There are so many things to do—
The things that make a man of you,
If grown-ups did not get so vexed
And wonder what you will do next.
I often wonder whether they
Ever made up our kinds of play—
If they were always good as gold
And only did what they were told.
They like you best to play with tops
And toys in boxes, bought in shops;
They do not even know the names
Of really interesting games.
They will not let you play with fire
Or trip your sister up with wire,
They grudge the tea-tray for a drum,
Or booby-traps when callers come.
They don’t like fishing, and it’s true
You sometimes soak a suit or two:
They look on fireworks, though they’re dry,
With quite a disapproving eye.
They do not understand the way
To get the most out of your day:
They do not know how hunger feels
Nor what you need between your meals.
And when you’re sent to bed at night,
They’re happy, but they’re not polite.
For through the door you hear them say:
‘He’s done his mischief for the day!’
She told us a lot of other pieces but I cannot remember them, and she talked to us all the way up, and when we got nearly to Cannon Street she said—
‘I’ve got two new shillings here! Do you think they would help to smooth the path to Fame?’

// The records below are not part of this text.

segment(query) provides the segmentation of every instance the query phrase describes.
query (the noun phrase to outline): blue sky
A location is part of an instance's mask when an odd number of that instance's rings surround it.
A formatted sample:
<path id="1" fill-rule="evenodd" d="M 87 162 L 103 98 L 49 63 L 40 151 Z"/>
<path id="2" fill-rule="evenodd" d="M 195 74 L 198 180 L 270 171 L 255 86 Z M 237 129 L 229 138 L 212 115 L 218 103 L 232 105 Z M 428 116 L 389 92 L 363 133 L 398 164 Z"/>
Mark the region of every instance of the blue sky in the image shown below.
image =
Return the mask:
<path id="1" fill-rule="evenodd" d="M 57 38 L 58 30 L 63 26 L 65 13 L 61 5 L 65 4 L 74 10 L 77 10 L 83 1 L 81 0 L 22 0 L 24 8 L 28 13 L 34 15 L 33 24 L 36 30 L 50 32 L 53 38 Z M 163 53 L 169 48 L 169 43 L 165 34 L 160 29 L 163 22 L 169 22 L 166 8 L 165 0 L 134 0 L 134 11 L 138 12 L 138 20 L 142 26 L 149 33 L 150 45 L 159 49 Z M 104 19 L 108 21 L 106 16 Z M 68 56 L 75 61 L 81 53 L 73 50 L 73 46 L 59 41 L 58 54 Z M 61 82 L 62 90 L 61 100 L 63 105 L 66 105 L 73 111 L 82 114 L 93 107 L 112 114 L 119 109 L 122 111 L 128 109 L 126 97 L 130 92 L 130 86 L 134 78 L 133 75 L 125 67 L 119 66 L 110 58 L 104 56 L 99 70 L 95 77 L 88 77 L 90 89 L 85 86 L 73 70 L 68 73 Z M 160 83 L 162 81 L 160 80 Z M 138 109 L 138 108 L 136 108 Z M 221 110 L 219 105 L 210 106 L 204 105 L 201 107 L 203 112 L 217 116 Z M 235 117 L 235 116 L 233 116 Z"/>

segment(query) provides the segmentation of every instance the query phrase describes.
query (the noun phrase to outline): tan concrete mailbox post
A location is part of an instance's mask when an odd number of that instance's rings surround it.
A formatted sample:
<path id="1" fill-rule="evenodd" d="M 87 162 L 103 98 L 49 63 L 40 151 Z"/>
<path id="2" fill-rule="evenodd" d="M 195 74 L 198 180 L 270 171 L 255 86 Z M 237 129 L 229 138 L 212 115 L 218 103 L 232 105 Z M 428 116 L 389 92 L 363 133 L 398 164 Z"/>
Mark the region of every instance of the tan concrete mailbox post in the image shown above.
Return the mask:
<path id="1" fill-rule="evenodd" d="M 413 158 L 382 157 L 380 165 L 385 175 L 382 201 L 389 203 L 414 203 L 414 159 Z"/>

Noel said, ‘Thank you,’ and was going to take the shilling. But Oswald, who always remembers what he is told, said—
‘Thank you very much, but Father told us we ought never to take anything from strangers.’
‘That’s a nasty one,’ said the lady—she didn’t talk a bit like a real lady, but more like a jolly sort of grown-up boy in a dress and hat—‘a very nasty one! But don’t you think as Noel and I are both poets I might be considered a sort of relation? You’ve heard of brother poets, haven’t you? Don’t you think Noel and I are aunt and nephew poets, or some relationship of that kind?’